2.   Er Cane disse ar Gatto:
- Se famo er patto d'esse solidali
potremo tené testa a li padroni
e a tutte l'antre spece d'animali.
- Dice - Ce stai? -Ce sto.-
Ecco che 'na mattina
er Cane annò in cucina
e ritornò co un piccione in bocca.
- Me devi da' la parte che me tocca:
- je disse er Gatto - armeno la metà:
sennò, compagno, in che consisterebbe
la solidarietà?
- E' giusto! - fece quello.
E je spartì l'uccello.
Ma in quer momento er coco,
che s'incajò der gioco,
acchiappò er Cane e lo coprì de bòtte
finché nu' lo lasciò coll'ossa rotte.
Appena vidde quell'acciaccapisto
er Gatto trovò subbito la porta,
scappò in soffitta e disse: -Pe 'sta vorta
so' solidale, sì, ma nun insisto!

3.   L'umorismo è lo zucchero della vita. Ma quanta saccarina c'è in giro. (Trilussa)

4.   "Conterò poco, è vero", diceva l'Uno ar Zero, "ma tu che vali?
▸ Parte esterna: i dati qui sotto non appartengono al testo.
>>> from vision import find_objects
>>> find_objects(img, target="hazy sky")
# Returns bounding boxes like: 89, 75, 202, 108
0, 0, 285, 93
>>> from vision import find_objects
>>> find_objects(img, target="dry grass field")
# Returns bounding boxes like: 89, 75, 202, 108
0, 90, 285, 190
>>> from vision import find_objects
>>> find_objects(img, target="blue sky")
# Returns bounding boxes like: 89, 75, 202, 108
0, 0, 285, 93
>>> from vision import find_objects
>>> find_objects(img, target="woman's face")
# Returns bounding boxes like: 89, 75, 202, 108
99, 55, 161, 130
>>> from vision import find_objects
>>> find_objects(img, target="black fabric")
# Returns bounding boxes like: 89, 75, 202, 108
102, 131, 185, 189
Gnente, proprio gnente. Sia ne l'azzione come ner pensiero, rimani un coso voto e inconcrudente. Io, invece, se me metto a capofila de cinque zeri tale e quale a te, lo sai quanto divento? Centomila. È questione de nummeri. A un dipresso è quello che succede ar dittatore che cresce de potenza e de valore più li zeri che je stanno appresso".

5.   Se dice dipromatico via che frega co' 'na certa educazione, cercanno de nasconne l'opinione dietro un giochetto de fisionomia.

6.   L'elezzione der presidente
Un giorno tutti quanti l'animali
sottomessi al lavoro
decisero d'elegge un Presidente
che je guardasse l'interessi loro.
C'era la Società de li Majali,
la Società der Toro,
er Circolo der Basto e de la Soma,
la Lega indipendente
fra li Somari residenti a Roma;
eppoi la Fratellanza
de li Gatti soriani, de li Cani,
de li Cavalli senza vetturini,
la Lega fra le Vacche, Bovi e affini...
Tutti pijorno parte a l'adunanza.
Un Somarello, che pe' l'ambizzione
de fasse elegge s'era messo addosso
la pelle d'un leone,
disse: - Bestie elettore, io so' commosso:
la civirtà, la libbertà, er progresso...
ecco er vero programma che ciò io:
ch'è l'istesso der popolo! Per cui
voterete compatti er nome mio...-
Defatti venne eletto propio lui.
Er Somaro, contento, fece un rajo,
e allora solo er popolo bestione
s'accorse de lo sbajo
d'avé pijato un ciuccio p'un leone!
Miffarolo!...Imbrojone!...Buvattaro!...
Ho pijato possesso: -
disse allora er Somaro - e nu' la pianto
nemmanco se morite d'accidente.
Peggio pe' voi che me ciavete messo!
Silenzio! e rispettate er Presidente!

7.   Er compagno scompagno
   Un Gatto, che faceva er socialista
solo a lo scopo d'arivà in un posto,
se stava lavoranno un pollo arosto
ne la cucina d'un capitalista.
   Quanno da un finestrino su per aria
s'affacciò un antro Gatto: - Amico mio,
pensa - je disse - che ce so' pur'io
ch'appartengo a la classe proletaria!
   Io che conosco bene l'idee tue
so' certo che quer pollo che te magni,
se vengo giù, sarà diviso in due:
mezzo a te, mezzo a me...Semo compagni!
   No, no - rispose er Gatto senza core -
io nun divido gnente co' nessuno:
fo er socialista quanno sto a diggiuno,
ma quanno magno so' conservatore!

8.   L'Omo e la scimmia
   L'Omo disse a la Scimmia:
Sei brutta, dispettosa:
ma come sei ridicola!
ma quanto sei curiosa!
   Quann'io te vedo, rido:
rido nun se sa quanto!...-
La Scimmia disse: - Sfido!
T'arissomijo tanto!...

9.   C'è un'ape che si posa su un bottone di rosa: lo succhia e se ne va... Tutto sommato, la felicità è una piccola cosa.

10.                     Sovrano come er popolo sovrano che viceversa nun commanna mai.

11.                     Lo struzzo mangia piu' del necessario perche' si crede un alto funzionario.